People, may 7, 1956
(2 of 3)
Although Princeton University was rigged for trouble, the campus appearance of Alger Hiss, convicted perjurer and disbarred lawyer, in his first public speech since his release from the Lewisburg federal pen in 1954, turned out to be tame and dull. Protesters that morning had tried to warm Hiss's reception by decking the campus with some 100 papier-mâché pumpkins containing photographs of a Woodstock typewriter and microfilm, reminiscent of the pumpkin papers and other evidence that convicted him. Dawn also unveiled three signs protesting "Traitor" in foot-high red letters. But ex-State Department Employee Hiss, 51, appearing before about 200 students and 50 newsmen, spoke with dry pedantry on "The Meaning of Geneva," dulled his 25-minute discourse further with many a soporific quotation. His main, unoriginal point: the suicidal nature of modern nuclear warfare makes the success of summit talks more vital now than it used to be. So saying, Alger Hiss, whisked out a back door, vanished into the night.
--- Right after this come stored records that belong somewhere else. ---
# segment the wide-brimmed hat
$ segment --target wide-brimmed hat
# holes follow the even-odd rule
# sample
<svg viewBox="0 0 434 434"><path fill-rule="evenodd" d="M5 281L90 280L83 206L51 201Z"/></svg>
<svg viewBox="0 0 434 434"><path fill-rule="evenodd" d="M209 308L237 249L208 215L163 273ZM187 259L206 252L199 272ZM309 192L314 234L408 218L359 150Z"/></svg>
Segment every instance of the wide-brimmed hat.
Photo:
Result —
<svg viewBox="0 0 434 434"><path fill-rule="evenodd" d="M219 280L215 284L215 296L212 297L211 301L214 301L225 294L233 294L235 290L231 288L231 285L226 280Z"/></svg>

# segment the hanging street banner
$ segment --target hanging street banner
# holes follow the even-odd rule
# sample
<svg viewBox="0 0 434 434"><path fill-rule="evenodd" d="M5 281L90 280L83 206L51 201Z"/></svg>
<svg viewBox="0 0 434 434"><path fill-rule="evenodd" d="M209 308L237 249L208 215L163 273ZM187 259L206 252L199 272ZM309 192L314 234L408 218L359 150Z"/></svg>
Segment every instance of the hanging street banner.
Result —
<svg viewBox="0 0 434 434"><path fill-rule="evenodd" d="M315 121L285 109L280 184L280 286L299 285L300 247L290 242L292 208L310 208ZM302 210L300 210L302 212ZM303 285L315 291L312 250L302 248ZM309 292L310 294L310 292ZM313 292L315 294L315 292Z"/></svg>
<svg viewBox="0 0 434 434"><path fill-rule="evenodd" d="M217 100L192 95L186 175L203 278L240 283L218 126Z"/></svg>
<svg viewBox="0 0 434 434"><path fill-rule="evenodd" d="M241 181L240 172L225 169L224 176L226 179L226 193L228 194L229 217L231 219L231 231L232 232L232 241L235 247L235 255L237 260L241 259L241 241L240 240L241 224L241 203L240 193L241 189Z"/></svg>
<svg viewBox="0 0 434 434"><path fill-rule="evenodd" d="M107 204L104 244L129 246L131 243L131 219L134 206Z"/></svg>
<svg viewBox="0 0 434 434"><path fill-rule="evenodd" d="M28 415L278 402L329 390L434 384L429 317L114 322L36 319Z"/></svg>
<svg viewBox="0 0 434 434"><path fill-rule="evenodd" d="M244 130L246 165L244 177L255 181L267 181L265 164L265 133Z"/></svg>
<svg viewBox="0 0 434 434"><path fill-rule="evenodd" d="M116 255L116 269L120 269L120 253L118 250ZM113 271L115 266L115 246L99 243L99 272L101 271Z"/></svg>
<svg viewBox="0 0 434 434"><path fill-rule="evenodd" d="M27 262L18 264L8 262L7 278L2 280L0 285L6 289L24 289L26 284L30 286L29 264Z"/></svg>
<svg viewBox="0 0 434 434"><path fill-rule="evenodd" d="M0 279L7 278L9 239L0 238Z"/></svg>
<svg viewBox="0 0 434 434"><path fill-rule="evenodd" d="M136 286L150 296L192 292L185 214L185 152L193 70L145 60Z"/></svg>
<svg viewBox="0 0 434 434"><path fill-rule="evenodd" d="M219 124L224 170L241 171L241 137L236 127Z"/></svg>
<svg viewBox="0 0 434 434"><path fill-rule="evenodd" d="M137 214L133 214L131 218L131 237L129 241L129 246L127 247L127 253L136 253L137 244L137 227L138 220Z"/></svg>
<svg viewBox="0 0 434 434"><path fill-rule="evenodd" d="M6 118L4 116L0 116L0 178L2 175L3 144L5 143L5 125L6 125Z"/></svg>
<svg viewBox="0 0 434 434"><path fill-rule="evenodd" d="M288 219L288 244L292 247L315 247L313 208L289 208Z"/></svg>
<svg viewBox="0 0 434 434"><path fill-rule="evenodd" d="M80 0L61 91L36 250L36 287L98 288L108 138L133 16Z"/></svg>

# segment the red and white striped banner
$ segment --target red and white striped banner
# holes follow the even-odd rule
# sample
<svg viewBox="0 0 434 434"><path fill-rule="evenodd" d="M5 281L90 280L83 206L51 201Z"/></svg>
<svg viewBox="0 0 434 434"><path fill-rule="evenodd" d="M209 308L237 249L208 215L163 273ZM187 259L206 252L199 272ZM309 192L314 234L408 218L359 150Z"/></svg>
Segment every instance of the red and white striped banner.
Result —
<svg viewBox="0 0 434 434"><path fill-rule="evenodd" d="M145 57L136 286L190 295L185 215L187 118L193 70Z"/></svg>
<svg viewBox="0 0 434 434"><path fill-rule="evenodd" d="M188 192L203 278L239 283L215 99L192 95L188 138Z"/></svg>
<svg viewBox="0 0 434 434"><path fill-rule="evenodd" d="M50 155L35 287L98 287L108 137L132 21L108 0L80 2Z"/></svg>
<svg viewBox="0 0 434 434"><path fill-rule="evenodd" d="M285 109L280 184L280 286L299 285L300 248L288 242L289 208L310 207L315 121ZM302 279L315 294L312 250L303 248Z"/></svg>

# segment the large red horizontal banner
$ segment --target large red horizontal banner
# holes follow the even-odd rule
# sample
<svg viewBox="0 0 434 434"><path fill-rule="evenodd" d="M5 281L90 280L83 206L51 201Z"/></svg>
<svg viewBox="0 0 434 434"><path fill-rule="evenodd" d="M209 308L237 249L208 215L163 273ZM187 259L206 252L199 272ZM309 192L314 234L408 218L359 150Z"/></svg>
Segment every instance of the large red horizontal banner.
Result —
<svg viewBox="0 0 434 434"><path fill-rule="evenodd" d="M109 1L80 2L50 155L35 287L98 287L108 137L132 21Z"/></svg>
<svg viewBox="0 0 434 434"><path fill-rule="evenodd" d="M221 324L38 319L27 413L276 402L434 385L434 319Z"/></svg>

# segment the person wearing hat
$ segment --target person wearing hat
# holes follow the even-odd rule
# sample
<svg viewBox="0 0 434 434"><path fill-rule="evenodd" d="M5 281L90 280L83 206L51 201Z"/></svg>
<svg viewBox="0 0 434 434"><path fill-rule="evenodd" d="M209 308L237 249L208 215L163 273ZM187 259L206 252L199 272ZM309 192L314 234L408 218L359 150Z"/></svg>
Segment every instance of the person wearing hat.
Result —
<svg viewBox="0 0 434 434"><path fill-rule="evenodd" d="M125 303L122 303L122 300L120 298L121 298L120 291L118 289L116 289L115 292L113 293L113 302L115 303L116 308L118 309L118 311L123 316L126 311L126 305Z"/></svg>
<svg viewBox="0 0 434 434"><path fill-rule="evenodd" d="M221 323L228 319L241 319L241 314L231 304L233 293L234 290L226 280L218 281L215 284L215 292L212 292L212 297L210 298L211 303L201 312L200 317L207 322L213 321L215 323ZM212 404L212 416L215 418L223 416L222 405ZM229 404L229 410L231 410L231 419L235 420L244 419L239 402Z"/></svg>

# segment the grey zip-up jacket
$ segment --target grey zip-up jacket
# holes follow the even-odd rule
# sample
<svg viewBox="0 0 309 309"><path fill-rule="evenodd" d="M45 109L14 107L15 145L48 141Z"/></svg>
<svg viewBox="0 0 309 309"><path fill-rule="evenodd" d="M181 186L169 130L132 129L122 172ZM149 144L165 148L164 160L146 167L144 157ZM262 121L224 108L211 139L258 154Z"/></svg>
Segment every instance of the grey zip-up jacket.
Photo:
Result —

West Germany's Supreme Court ruled that the nation's onetime spy boss, jittery Otto John, 47, whose confused East-West loyalties led him to use the Iron Curtain as a revolving door, must stay in prison and there await trial for treason.
During a cloak-and-dagger TV play in Britain, a solemn voice announced to televiewers: "Should you be threatened, ring the secret number Whitehall 5422, give the code number 1785, then the code word 'curtain raiser,' and you will be put straight through to the Prime Minister!" Delighted to hear such hush-hush information, hundreds rushed to their telephones to pass the time of day with Sir Anthony Eden, succeeded only in clogging the Cabinet Office's tie line to 10 Downing Street.
Word leaked out that German Munitions Magnate Alfred Krupp von Bohlen und Halbach, barred from the U.S. as a convicted Nazi war criminal, nonetheless visited New York City last month. It was not his fault. Flying from London to the Bahamas for a vacation, Krupp was plunked down by surprise in the U.S. when his plane developed engine trouble. To ease its passengers' eight-hour delay, British Overseas Airways Corp. arranged a Manhattan sightseeing tour, dragged visaless Krupp along despite his spirited protests. After a gander at the United Nations headquarters, the Statue of Liberty, the TIME & LIFE Building and Wall Street, reluctant Sightseer Krupp winged on to the Bahamas.
From the Atomic Energy Commission to Hungarian-born Mathematician John Von Neumann, 52, pioneer developer of electronic brains and an AECommissioner, went a tax-free $50,000 for aiding the U.S. atomic energy programsecond such award ever given (the first: to the late Nuclear Physicist Enrico Fermi in 1954).